We climb in the carriages, the baffled help shake their heads, and we
set off. Morniesul persuades the Marcher ponies to put on some
supernatural speed, and, by the dawn's early light, we're nearing the
Embassy.
...Only to see two figures, cloaked and hooded, standing by a roadside
tree. Robbie sends out an eye. The taller is deeply hooded, but the
shorter one is pacing back and forth impatiently, and Robbie can see
that his face ... looks a lot like Tom's. Only clean-shaven and
dark-haired. We stop the coach.
Robbie gets out and approaches. He's met by the bigger fellow. He
looks a lot like Tom, too. Um.
Robbie: "Out of sequence, are we?"
Stranger: "Yes, you are."
Robbie: "You know who I am?"
Stranger: "Of course."
Robbie: "You're from my future?"
Stranger: "No, you're twisted around from your past! The current you's
in there." He points up the road to the Embassy. "Get back in that
carriage!"
Robbie suggests that we just "circle the block" until our earlier selves
have gone, but the stranger shakes his head and just says, "Scoot!
Shoo!" The two of them hide, and we loiter. Eventually, we hear
ourselves getting read to depart, up ahead.

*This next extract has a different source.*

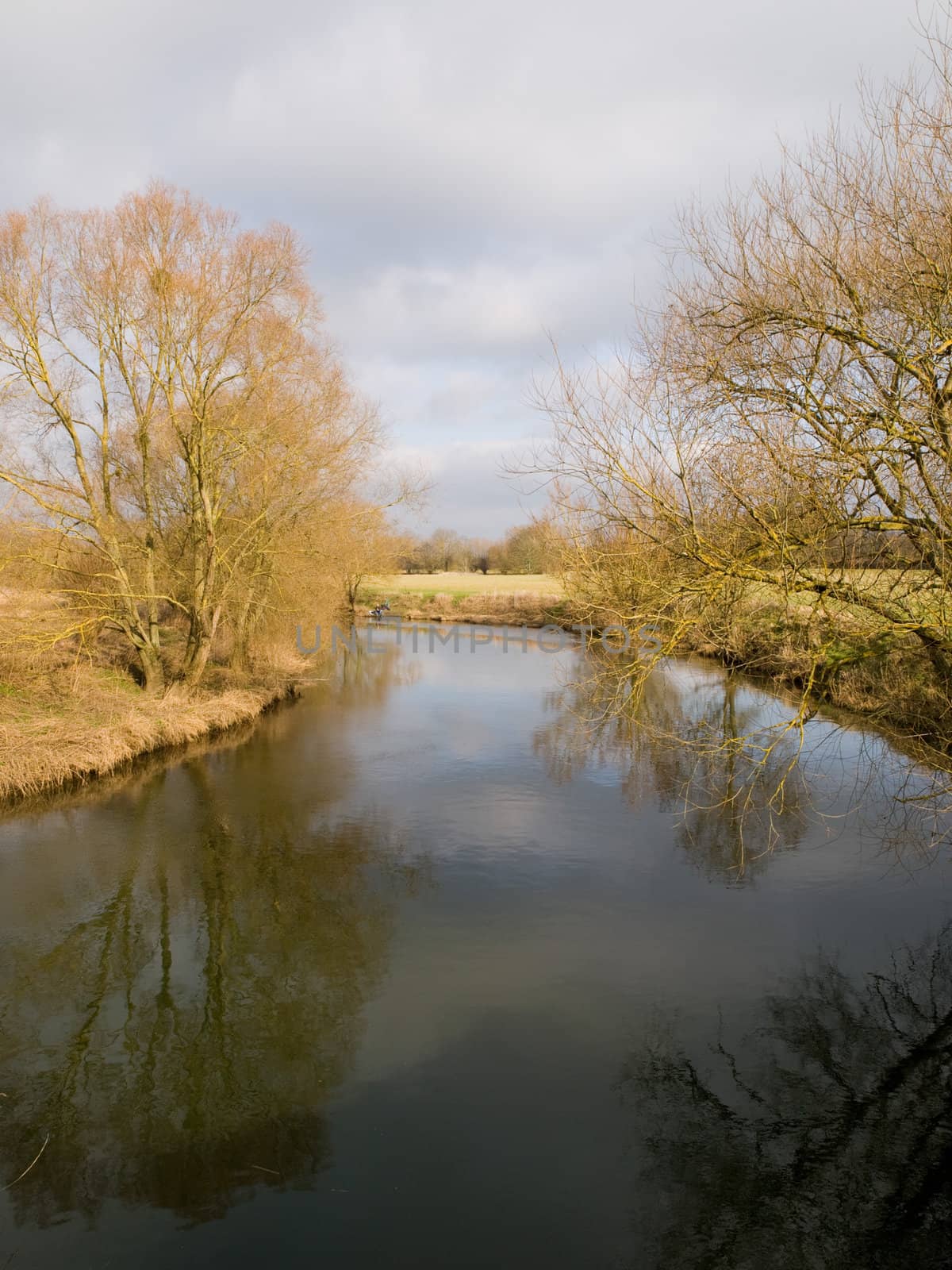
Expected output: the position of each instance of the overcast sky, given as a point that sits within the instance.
(467, 178)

We approach the Embassy and see the tall stranger waiting at the
entrance. "Hello. Shoo! We have everything under control," he tells
us. This time, Tom gets a look at him. "Puck?" he says. "Yes," says
Puck. "What are you doing here?" "I thought I was fated to come back
here." And Tom explains what we saw on departing.
"But you saw yourself -- or what you thought was yourself -- returning
on foot with one companion. Not in a carriage with lots," observes
Puck. "I figured I would attend to that later," says Tom. "You used to
be a lot more careful about such things," Puck observes. "You used to
be a monkey," Tom retorts with perfect truth, somewhat stung. "Who is
that in there?" "Oh... someone. We've got it all under control."
Puck ultimately persuades us that he and his friend fully intend to take
over our diplomatic missioning for us, so we return to the Dancing Bear,
back down the road. From there, Morniesul can return to whatever he was
doing here, and we can make a leisurely return to Vinyagarond, making
sure to take enough time for our tangled worldlines to unravel.